これが、この地域ならではの「讃岐うどん」であり、その食文化の一端なのだと思う。

では何故に、そういう食文化、うどんの嗜好性があるのか?と問われれば
それは、徳島に近い地域だけに
それだけより大阪経済圏というか関西文化圏の影響を強く受ける土地柄
だからだろう、という想像しかできない。

面白いのは、より東つまりお隣の徳島県鳴門市になれば
「鳴ちゅる」と呼ばれる「鳴門うどん」の店が多数存在し、
その特徴が、しっかり「手打ち」ながら、
まったくコシのない「お出汁」重視の柔かい「おうどん」であるという。。
まさに、讃岐うどんと大阪うどんの中間的なUDONであるということ。
ワタシの説も、まんざら的外れではない。。気もするね(^^)


湊 川
その六車の近く
東かがわ市街地に流れ込む河川のひとつ
湊川の河川敷で
ランちゃんの休憩ドッグラン(^^)
オープンカフェ さくらさくら



東かがわ市から、さぬき市へ移動。
UDON遍路の途中休憩にと立ち寄ったのが
田園地帯の中にあるガーデンカフェ♪

広いガーデンと、テラス席があって
ランちゃんと一緒にご休憩♪
大山製粉製麺所
こちらも、創業昭和20年の老舗製麺所。
「東の横綱」などというキャッチコピーも、どこぞのサイトで見かけたが。。
果たして?

阪神ファンなんだろう(^^)暖簾もあって
ごく普通にざっくばらんな店内。


お品書きは、製麺所らしく実にシンプル。
ほんとは「釜揚げ」がいいんだろうけど、
最後の店で、お腹も大きかったし、暑くもあったので、断念。




かけ(小)に、お揚げを乗せて♪

時間も時間だったし、茹で置きだったのは仕方ない。
だいたい想像通りのUDON。
コシはほとんど感じられないが、優しい食感ののど越しのよい麺。
おつゆは、あっさりといいお味で、これは満足(^^)

しかし「東の横綱」というのは。
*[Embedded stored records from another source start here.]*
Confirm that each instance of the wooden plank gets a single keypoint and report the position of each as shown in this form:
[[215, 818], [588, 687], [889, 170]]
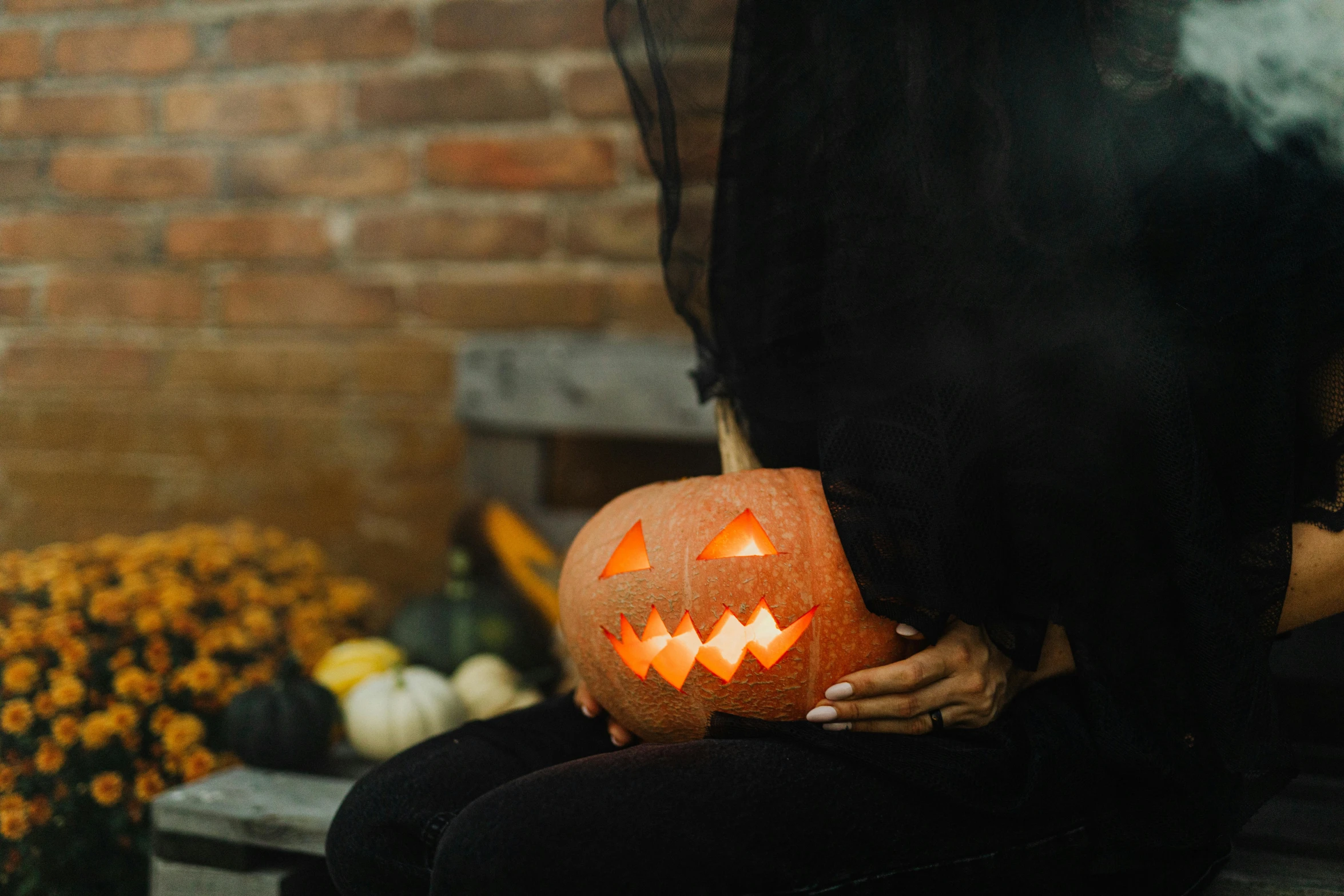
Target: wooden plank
[[581, 383], [1265, 874], [273, 809], [297, 878]]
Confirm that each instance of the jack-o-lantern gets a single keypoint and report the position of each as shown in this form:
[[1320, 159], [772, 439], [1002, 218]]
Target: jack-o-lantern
[[726, 593]]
。どうでしょう?(^^;)
店内の雰囲気からも、そういうオーラは感じられなかった。
ごく普通の、よくある地域の製麺所さん、でいいんじゃないのかな?(^^)


<本日のUDON評価>

吉本食品(B)・大浜(B)→六車(C)・大山製粉(C)

正直、この地域のUDONは
ワタシ自身の好みからは、コシの強さ、キレに欠ける
やや物足らないUDON。
また、優しいUDONなら、えひめの地にも無いことはないという。。
故に讃岐に来れば讃岐UDONらしさを、暗に求めてしまう嗜好性を考えれば、
この場合のB→C評価というのは仕方のないところだろう。

といって、全体に不満だった訳ではない。